La famiglia Alt, vittime delle leggi razziali a Pavia
La famiglia Alt, una storia dalla Pavia degli anni Trenta, che racconta il mondo degli ebrei di quel periodo…
Giovanni, Carolina e Bruno Alt erano tre ebrei di Trieste, che furono vittime delle leggi razziali a Pavia, dove si erano trasferiti a vivere e li, nel 1938, furono duramente colpiti dai provvedimenti antiebraici emanati da Benito Mussolini.
Da trieste a Pavia
Bruno era nato a Budapest durante uno dei viaggi di Giovanni e Carolina, che risiedevano a Trieste ma viaggiavano spesso per il lavoro di impiegato assicurativo del signor Alt , erano una tipica famiglia mitteleuropea, il cui destino venne segnato dalla fine dell’impero austriaco e del sorgere dei totalitarismi.

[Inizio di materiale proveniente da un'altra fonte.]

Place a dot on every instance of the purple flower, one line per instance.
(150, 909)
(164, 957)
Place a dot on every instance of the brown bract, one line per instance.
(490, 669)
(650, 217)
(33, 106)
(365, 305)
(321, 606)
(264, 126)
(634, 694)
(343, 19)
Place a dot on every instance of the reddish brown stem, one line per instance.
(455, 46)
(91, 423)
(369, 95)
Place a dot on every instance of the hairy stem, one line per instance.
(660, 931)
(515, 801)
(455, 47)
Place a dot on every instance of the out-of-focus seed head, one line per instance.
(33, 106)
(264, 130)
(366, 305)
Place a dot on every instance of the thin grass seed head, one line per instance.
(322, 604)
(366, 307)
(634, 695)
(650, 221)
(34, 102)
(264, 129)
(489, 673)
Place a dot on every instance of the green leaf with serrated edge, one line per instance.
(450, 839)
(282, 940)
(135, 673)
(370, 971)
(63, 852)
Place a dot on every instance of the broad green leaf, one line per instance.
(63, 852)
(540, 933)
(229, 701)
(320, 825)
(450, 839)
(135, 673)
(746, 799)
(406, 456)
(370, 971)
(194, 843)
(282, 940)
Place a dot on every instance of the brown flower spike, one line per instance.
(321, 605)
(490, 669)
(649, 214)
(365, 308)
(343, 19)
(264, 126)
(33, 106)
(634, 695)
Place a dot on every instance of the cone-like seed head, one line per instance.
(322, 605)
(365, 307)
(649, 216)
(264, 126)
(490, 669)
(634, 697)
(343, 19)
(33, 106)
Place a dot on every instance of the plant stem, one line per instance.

Se Giovanni era un austriaco, che dopo la Grande guerra aveva ottenuto la cittadinanza italiana, Carolina Tolentino era nata a Spalato, città dalmata con una forte comunità italiana, appartenuta prima all’Impero e poi al Regno di Jugoslavia.
Dal matrimonio di Giovanni e Carolina nacque Bruno, che nel 1938 aveva 22 anni e stava per finire gli studi di medicina a Pavia, dove i genitori si erano trasferiti quattro anni prima per seguire il figlio.
Gli Alt vivevano in un apertamente sopra quello che era il bar Piave, tra viale Vittorio Emanuele e piazza della Stazione, e avevano stretto amicizia con una vicina di casa, Iside Cattaneo.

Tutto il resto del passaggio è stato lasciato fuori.